The figure above compares a traditional grid search (upper left) with Bayesian Optimization (upper right). The lower right shows the resulting final model, along with its predictive standard deviation.
Typically, Bayesian Optimization is initialized with random sampling of the search space using the Sobol sequence, this facilitates exploration of the parameter space. After initialization, the model uses observed data to update the surrogate model. Expected Improvement is then used to generate new trials.
We define our objective function f(x, y) as a 2D Gaussian centered at x = 0.2, y = 0.1 with a standard deviation of 0.1:
- Parameters: x, y
- Bounds: Both x and y range from -1 to 1.
- Note: Parameters and bounds do not need to be normalized; Ax handles normalization internally.
We perform a grid search over a 51x51 grid, evaluating f(x, y) at each point. While this brute-force approach provides a comprehensive overview of the surface, it becomes computationally expensive for higher-dimensional or expensive-to-sample problems.

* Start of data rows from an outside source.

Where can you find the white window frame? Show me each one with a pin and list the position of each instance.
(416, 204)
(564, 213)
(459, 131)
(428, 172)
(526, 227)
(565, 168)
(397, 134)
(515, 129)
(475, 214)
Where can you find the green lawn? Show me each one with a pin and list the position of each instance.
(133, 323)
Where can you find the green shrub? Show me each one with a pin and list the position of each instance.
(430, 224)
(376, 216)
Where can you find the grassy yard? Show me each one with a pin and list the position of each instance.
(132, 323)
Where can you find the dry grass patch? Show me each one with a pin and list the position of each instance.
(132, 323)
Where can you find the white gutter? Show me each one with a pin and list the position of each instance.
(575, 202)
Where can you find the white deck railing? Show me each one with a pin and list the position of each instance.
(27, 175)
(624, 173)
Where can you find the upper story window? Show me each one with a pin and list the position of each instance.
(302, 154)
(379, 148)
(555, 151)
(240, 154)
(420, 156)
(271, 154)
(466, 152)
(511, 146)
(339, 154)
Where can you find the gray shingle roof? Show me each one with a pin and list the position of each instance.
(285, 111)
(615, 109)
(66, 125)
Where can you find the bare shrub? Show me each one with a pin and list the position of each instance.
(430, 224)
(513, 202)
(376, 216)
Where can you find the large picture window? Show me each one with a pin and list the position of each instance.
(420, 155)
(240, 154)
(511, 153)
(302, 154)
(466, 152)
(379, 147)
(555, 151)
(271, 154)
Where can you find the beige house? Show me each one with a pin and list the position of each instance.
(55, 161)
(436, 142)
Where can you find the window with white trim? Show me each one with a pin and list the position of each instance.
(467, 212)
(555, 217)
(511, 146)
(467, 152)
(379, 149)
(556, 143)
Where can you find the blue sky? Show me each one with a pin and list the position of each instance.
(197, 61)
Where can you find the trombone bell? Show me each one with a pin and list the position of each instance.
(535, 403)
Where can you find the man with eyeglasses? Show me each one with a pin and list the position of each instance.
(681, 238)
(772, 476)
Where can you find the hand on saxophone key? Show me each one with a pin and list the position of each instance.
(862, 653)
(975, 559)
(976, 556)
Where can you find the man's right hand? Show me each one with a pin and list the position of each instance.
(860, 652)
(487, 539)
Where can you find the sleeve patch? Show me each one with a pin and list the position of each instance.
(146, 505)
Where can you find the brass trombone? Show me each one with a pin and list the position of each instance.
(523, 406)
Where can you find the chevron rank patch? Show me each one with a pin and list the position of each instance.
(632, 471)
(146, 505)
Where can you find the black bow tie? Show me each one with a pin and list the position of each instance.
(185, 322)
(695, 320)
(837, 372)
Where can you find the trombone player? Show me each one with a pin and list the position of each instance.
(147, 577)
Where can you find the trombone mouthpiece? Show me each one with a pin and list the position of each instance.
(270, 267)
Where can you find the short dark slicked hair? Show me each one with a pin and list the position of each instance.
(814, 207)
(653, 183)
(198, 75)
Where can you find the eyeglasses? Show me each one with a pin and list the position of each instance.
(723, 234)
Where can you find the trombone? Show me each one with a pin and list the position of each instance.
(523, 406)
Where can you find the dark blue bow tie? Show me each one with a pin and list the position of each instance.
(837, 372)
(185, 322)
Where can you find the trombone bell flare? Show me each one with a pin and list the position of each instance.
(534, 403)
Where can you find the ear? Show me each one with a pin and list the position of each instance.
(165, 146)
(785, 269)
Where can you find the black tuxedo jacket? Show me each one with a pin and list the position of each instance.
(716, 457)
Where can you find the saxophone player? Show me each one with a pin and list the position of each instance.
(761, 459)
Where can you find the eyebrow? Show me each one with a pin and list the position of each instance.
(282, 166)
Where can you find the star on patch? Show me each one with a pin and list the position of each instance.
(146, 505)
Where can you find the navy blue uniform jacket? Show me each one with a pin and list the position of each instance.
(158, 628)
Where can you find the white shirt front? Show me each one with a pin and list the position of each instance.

Bayesian Optimization leverages a surrogate model, typically Gaussian Process Regression (GPR), to model the objective function and guide sampling. The Ax platform enables this process through a well-structured workflow:
4.1 Initial Sampling (Sobol-generated samples)
- A batch of pseudo-random Sobol-generated samples is used to cover the parameter space evenly. This phase establishes a broad understanding of the landscape, providing a foundation for further refinement.
- Subsequent iterations focus on refining the surrogate model by sampling near high-performing regions using Gaussian Process Expected Improvement (GPEI).
To prevent unnecessary computations, we implement early stopping conditions:
- Threshold: Stops early if the best observed value surpasses a predefined threshold.
- Epsilon and Patience: Halts if consecutive steps do not improve the best value by at least epsilon for a certain number of steps (patience), avoiding endless searching when significant improvements are unlikely.
These criteria make BO practical for scenarios with expensive evaluations.
- Objective Function: A controlled 2D Gaussian peak used to understand the BO process on a known landscape.
- Parameter Space: Parameters x and y with respective search ranges. Ax handles normalization and standardization in the back end.
- Grid Sweep: A traditional way of experiment design where a full factorial of your parameters is observed.
- Bayesian Optimization Steps: Sequential decision-making on point selection using a surrogate model (GP) and acquisition functions (EI).
- Stopping Conditions: Efficiently terminates the search when further improvements are unlikely, conserving computational resources.